Magnetic media? VDUs? You don’t know you’re born.
Spectravideo SV-318 with tape storage. I loved that thing. If we’d had more than one television in the house, I’d have never been off it.
CGA? Didn’t the RL come with 16-color Tandy video?
Mine was also a Tandy 1000… I think it was a TX.
I guess I am the first to say IBM-PC. It was in April, 1982 about 8 months after it first came out. It had a serial number in the 140,000 range. I read somewhere that they started at 100,000 so it was about the 40,000th made. It came with 16K of memory (immediately raised to 64K) and one 160K diskette drive, single-sided. The IBM-DOS that it came with had no release number. That summer DOS 1.05 was released. It changed the 8 sectors per track to 9 and so disk storage went up to 180K. It also supported double-sided disks and I eventually got one (and then two) new diskette drives that could read double-sided. Wow, two diskette drives that held 360K each!
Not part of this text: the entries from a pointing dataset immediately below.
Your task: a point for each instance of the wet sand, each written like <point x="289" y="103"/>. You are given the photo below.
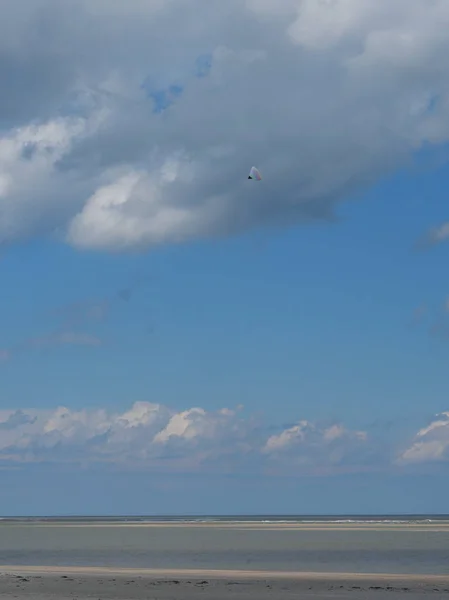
<point x="70" y="583"/>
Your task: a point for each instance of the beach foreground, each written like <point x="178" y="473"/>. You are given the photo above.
<point x="64" y="583"/>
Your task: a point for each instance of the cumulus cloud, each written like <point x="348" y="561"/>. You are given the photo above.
<point x="154" y="436"/>
<point x="112" y="138"/>
<point x="435" y="236"/>
<point x="430" y="444"/>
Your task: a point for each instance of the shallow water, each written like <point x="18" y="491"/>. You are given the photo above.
<point x="399" y="550"/>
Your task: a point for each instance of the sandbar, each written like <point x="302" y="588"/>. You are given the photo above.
<point x="77" y="582"/>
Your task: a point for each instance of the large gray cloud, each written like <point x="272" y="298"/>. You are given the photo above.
<point x="324" y="96"/>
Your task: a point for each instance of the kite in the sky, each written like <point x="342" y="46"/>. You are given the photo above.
<point x="255" y="174"/>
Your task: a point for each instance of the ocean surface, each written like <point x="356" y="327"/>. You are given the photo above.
<point x="365" y="544"/>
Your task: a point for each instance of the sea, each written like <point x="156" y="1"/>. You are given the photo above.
<point x="312" y="543"/>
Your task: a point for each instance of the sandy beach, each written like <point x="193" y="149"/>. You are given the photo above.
<point x="64" y="583"/>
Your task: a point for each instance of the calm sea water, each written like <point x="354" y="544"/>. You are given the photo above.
<point x="100" y="542"/>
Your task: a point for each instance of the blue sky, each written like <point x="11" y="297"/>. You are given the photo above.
<point x="170" y="331"/>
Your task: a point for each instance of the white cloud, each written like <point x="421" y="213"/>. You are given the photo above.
<point x="324" y="96"/>
<point x="152" y="435"/>
<point x="430" y="444"/>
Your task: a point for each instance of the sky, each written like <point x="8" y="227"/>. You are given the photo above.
<point x="176" y="338"/>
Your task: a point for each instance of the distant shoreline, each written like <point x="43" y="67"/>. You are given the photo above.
<point x="241" y="525"/>
<point x="23" y="570"/>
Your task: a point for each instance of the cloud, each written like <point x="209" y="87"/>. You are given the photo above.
<point x="154" y="436"/>
<point x="434" y="236"/>
<point x="71" y="338"/>
<point x="113" y="139"/>
<point x="431" y="443"/>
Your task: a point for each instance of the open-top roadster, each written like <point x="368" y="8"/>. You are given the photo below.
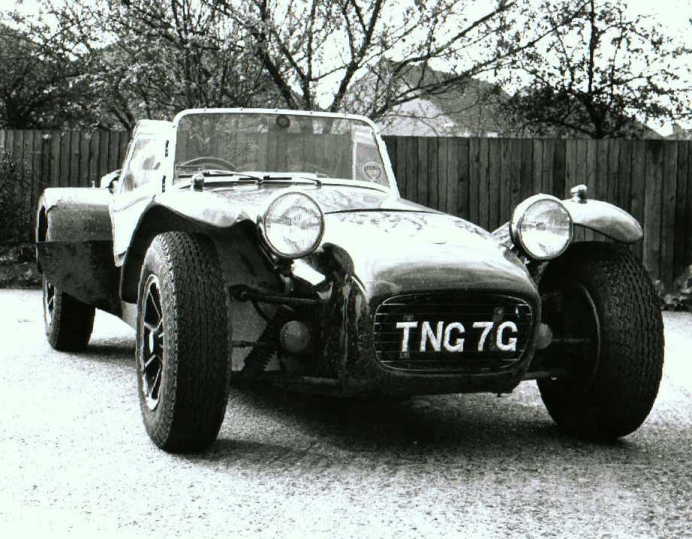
<point x="263" y="245"/>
I still have the machine. Waiting for a museum to want it. But I did a lot of good things with it. Finally got a Packard-Bell with a hard drive in 1987.
I had the ZX81 - Old man still has it in his loft - was telling a friend in IT lately that it was 30 years old this year and he reminded me he was only 29 and was too young to know what I was talking about - what! with a tape - what is that… Thermal printer??? God did it make me feel old
I’m another who had a TI-99/4A as a kid. It gets the credit/blame for me going into computer science and becoming a software engineer.
I also typed in BASIC programs from magazines.
My first PC I go myself was in my 20’s - I had the ZX81 at 16 that my dad bought.
Was the Olivetti pcs11 – 2Mb RAM, 20Mb Hard disk – DOS 5 and Windows 3.1.
I remember trying to upgrade the hard disk to 100Mb hard disk – the bios would only accept less than 100Mb - so I had to return the it and get a 80 Mb and double space it.